Bianca et son frère perdent brutalement leurs deux parents dans un accident de voiture en Italie. Ils se retrouvent seuls tous les deux dans l'ancien appartement familial avec la pension de décès de leur père comme unique moyen de subsistance. Ils tentent de poursuivre leur étude mais bien vite la nécessité d'un job d'appoint se fait sentir. le travail prend le dessus sur le lycée, Elle devient laveuse de cheveux dans un salon de coiffure et lui laveur de sueur dans un club de culturisme.

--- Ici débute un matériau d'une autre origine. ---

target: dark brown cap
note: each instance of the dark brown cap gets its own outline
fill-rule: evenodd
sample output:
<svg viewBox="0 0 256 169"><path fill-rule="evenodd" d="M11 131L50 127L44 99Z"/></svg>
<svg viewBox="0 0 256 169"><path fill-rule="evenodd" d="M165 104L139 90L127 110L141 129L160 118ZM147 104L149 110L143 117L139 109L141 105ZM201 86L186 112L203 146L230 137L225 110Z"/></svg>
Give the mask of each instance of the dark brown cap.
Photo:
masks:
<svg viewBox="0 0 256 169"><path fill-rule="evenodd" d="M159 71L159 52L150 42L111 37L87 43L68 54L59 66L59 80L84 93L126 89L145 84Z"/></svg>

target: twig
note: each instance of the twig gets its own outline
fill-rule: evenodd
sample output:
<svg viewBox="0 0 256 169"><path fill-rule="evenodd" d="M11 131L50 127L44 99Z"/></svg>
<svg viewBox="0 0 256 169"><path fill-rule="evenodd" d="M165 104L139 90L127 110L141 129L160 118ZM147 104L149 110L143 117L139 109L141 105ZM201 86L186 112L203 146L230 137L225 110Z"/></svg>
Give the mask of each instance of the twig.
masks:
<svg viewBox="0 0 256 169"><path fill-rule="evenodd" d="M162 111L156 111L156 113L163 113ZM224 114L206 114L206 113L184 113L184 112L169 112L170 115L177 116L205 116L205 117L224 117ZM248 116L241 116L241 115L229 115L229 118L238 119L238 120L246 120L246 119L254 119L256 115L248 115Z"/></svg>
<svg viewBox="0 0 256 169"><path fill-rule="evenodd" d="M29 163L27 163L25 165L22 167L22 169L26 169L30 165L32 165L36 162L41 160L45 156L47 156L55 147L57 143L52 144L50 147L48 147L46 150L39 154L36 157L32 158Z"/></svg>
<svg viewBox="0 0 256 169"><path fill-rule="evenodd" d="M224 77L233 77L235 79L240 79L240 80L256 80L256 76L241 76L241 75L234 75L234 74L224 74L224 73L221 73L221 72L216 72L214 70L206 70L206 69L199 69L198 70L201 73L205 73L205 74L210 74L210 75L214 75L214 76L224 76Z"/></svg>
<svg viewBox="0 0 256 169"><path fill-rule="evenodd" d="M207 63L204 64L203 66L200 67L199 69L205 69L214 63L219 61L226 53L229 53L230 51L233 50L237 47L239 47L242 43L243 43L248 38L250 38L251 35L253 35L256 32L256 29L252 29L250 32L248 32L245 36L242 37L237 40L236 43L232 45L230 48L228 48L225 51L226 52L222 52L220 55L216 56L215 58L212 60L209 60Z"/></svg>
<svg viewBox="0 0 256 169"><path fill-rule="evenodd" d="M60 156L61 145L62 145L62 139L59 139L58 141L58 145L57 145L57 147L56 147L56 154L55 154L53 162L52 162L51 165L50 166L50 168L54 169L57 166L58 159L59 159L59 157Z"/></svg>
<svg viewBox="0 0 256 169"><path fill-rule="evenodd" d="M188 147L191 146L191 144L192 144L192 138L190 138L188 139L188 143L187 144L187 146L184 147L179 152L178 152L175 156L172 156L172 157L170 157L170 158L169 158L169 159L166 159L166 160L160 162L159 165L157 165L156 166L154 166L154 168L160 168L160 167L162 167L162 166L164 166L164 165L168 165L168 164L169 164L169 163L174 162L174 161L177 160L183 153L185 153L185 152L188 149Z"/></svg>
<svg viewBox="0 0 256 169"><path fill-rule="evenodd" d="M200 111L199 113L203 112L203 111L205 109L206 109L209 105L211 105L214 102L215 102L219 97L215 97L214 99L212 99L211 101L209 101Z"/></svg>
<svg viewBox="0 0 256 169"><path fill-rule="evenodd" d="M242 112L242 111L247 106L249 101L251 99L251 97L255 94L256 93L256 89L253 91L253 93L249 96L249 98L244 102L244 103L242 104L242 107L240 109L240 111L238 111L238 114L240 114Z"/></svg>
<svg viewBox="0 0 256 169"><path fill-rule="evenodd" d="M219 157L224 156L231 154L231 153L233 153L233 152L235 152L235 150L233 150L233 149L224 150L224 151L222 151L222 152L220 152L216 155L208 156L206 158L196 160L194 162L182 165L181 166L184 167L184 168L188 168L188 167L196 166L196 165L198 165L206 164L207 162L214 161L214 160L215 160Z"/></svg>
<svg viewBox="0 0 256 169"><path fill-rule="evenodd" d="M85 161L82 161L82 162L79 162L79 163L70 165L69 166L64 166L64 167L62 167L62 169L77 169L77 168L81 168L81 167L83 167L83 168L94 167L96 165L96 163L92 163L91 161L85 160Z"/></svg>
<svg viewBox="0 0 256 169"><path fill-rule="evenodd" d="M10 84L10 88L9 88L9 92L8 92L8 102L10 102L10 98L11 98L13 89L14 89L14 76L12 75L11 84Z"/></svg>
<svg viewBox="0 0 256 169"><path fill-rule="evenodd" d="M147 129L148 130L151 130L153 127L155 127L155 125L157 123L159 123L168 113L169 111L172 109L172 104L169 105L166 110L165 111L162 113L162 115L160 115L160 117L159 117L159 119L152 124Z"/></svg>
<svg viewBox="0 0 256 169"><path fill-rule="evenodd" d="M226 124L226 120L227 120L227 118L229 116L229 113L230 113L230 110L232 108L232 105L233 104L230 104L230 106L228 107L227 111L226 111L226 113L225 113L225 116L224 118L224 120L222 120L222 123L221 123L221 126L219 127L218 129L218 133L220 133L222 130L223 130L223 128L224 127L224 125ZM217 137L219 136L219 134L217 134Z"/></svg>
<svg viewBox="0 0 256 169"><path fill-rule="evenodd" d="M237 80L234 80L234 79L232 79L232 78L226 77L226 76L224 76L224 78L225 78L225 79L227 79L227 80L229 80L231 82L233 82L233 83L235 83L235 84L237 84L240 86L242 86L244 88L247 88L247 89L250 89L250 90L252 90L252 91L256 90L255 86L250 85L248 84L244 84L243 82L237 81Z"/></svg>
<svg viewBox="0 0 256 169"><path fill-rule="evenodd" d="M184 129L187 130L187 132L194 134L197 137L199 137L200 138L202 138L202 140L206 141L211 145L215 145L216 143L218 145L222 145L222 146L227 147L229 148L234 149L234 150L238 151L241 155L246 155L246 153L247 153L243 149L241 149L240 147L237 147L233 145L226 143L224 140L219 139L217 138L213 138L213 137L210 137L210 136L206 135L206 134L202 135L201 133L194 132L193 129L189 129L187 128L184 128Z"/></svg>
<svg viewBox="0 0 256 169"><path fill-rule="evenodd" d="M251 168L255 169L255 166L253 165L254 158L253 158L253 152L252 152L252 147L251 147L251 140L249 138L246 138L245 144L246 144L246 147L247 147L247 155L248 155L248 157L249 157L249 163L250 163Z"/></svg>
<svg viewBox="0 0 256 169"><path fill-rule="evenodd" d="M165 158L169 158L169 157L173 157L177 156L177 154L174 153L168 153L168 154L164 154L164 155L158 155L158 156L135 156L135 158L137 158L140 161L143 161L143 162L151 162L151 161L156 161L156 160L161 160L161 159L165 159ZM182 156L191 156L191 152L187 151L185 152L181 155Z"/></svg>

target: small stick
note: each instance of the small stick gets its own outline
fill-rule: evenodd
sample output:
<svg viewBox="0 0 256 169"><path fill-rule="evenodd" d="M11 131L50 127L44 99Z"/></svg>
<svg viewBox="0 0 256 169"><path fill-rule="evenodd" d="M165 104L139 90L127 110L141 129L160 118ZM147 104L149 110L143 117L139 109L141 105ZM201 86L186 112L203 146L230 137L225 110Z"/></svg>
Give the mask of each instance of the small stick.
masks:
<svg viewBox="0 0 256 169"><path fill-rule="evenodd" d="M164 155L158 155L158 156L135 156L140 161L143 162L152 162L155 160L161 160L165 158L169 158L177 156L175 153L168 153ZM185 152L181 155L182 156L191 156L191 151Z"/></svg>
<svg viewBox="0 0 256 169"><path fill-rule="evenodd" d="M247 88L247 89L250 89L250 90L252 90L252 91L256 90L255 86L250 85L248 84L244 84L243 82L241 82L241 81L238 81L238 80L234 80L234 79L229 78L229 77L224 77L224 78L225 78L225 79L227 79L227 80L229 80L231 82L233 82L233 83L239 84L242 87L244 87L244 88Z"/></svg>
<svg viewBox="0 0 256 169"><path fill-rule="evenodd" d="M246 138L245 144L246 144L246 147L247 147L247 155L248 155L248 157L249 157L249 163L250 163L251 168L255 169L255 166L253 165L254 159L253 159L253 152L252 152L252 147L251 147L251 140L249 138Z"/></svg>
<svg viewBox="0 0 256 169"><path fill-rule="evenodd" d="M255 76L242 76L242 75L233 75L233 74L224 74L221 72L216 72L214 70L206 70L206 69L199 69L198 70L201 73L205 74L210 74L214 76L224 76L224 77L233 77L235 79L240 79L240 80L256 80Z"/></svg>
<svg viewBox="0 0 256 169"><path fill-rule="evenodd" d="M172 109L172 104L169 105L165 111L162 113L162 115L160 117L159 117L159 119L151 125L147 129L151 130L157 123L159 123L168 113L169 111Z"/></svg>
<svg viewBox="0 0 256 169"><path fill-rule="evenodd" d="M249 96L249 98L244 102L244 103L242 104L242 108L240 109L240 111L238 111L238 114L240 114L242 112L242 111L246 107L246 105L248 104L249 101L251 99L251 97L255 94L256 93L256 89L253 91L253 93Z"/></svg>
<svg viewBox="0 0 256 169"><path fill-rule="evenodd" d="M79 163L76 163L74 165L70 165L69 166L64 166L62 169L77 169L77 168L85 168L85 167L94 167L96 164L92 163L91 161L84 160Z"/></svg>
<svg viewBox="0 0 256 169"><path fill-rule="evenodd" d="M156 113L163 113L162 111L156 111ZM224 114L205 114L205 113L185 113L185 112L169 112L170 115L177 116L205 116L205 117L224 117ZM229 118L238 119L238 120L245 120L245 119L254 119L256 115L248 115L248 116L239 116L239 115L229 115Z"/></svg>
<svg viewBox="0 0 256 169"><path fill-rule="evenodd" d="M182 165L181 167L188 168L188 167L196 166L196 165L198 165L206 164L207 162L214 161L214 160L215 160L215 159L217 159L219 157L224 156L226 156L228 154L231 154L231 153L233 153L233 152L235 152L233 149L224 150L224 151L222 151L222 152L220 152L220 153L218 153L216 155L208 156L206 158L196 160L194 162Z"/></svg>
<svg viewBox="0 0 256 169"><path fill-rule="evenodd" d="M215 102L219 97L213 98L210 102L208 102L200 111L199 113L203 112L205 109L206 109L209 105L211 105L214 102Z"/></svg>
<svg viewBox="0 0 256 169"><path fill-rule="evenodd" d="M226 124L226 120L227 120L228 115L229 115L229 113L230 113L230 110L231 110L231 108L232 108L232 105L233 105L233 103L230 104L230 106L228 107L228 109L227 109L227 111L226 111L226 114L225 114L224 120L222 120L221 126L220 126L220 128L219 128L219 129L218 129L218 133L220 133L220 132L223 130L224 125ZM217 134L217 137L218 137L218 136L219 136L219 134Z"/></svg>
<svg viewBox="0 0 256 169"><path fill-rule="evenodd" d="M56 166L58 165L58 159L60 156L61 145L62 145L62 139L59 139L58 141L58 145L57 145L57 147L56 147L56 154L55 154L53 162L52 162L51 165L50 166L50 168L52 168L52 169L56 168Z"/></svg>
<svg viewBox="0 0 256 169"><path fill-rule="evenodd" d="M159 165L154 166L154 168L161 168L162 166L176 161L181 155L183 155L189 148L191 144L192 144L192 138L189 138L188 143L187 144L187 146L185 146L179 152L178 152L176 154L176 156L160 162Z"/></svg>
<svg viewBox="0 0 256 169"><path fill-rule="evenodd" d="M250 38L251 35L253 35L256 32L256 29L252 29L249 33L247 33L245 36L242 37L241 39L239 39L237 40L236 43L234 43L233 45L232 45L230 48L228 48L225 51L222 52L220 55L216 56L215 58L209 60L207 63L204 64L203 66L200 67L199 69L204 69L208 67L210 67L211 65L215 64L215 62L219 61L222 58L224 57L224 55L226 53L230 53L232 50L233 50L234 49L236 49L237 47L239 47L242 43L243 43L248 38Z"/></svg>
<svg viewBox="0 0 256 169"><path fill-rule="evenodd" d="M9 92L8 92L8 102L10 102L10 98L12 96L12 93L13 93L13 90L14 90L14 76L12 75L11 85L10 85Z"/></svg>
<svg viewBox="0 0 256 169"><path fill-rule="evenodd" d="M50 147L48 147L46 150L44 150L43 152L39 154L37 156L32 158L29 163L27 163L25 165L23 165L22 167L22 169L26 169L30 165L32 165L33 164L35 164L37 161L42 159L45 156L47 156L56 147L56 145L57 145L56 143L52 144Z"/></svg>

C'est dur de perdre ses deux parents à 18 ans, j'en ai fait aussi cette triste expérience la première fois à 23 ans et la seconde fois à 28 ans. le deuil te fait perdre toute notion de temps et provoque en toi une brûlure de l'âme qui se traduit par une lumière intense qui vient frapper ta rétine provoquant un éblouissement permanent. Tu ne fais plus la différence entre le jour et la nuit. Tu te retrouves dans un décor surexposé à la lumière où la balance des blancs a été complètement dérèglée.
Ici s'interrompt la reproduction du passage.